Eureka!!! They finally realized how pathetic stroke care was, you don't see any mention of the Joint Commission which should have been leading that charge. Get your hospital involved.
http://phys.org/wire-news/108992277/translation-of-research-into-practice-for-post-stroke-care-goes.html
Researcher-clinicians from the Regenstrief Institute, the Department of Veterans Affairs and Indiana University School of Medicine are leading a national effort to coordinate and organize acute stroke care across the entire VA medical system. This initiative to improve in-hospital management of stroke with the goal of reducing disability and death was implemented by the VA this summer and may serve as a model for public and private hospital systems around the country.

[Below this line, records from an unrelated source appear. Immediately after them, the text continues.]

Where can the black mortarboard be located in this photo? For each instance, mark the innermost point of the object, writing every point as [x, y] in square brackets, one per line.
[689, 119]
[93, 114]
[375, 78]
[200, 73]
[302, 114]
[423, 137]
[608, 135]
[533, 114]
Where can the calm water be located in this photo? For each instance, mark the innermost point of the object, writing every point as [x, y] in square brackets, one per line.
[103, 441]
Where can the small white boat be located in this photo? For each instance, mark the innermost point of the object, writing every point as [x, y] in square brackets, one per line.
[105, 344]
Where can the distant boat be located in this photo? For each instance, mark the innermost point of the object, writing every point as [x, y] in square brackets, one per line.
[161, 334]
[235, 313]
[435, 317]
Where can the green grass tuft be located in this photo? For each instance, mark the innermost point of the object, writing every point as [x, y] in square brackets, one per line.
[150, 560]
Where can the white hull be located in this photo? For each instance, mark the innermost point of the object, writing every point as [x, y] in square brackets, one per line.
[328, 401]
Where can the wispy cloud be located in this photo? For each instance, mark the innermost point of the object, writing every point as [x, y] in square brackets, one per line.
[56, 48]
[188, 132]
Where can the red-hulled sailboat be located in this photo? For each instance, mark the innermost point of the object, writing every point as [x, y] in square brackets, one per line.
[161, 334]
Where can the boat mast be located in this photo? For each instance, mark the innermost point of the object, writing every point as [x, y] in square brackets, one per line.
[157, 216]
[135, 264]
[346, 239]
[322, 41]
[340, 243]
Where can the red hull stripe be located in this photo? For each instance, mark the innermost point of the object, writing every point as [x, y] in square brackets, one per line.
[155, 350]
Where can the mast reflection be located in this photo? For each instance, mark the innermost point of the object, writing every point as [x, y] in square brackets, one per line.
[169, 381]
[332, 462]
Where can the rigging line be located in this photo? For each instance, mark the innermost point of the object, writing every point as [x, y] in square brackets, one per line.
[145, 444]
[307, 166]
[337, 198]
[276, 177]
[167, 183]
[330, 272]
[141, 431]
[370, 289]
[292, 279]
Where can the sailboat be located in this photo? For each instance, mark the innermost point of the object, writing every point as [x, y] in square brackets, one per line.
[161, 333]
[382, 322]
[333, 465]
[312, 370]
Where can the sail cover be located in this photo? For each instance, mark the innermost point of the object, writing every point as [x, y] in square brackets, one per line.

"This undertaking grew out of our research into evidence-practice gaps in care, where we showed that the VA had high quality of post-acute and discharge care for stroke, but some room for improvement in very early stroke care," said Regenstrief Institute investigator Dawn Bravata, M.D., clinical coordinator of the VA's Stroke Quality Enhancement Research Initiative, or QUERI. She is a research scientist with the Center of Excellence on Implementing Evidence-Based Practice at the Richard L. Roudebush VA Medical Center in Indianapolis and associate professor of medicine at the IU School of Medicine.
All VA facilities that treat stroke patients, no matter the size of the unit or the number of hours per week when stroke care is available, are affected. Coordination and organization of care doesn't mean stroke care will be practiced identically at every facility. It does, however, encourage more uniform quality according to Dr. Bravata. Stroke care quality will initially be measured in three areas: administration of thrombolytic clot dissolving drugs; screening for swallowing difficulties; and use of the National Institutes of Health Stroke Scale to determine critical information about the severity of the stroke.
The specifics of the national quality initiative are tailored to the type of facility and what works in each locality—from major medical center to small facility. For example, screening for swallowing difficulty will become part of standard care, but it is up to each hospital to determine how that evaluation is done—perhaps by a nurse in the emergency room or a speech pathologist on an inpatient hospital unit.
"Improving stroke care and outcomes is a challenge as the population ages and hospital systems expand. The VA's experience in stroke care improvement can potentially be adapted to any health care system as a model of how care improvements can be provided in a coordinated, integrated fashion across different types of hospitals," said Regenstrief Institute investigator Linda Williams, M.D., research coordinator of the VA's Stroke QUERI. She is a research scientist with the Center of Excellence on Implementing Evidence-Based Practice at the Roudebush VAMC and associate professor of neurology at the IU School of Medicine. "The VA has been doing a good job using research to better inform how and where care improvements can be made. As health care is increasingly provided by networks of multiple hospitals, this VA example can be used to show how care improvements can be translated throughout the system for the benefit of all patients."
Risk factors for stroke include older age, hypertension, high cholesterol, smoking, physical inactivity and atrial fibrillation. Stroke is one of the leading causes of death and also of long-term disability in the United States. According to the National Institute of Neurological Disorders and Stroke, more than 780,000 strokes occur annually in the United States.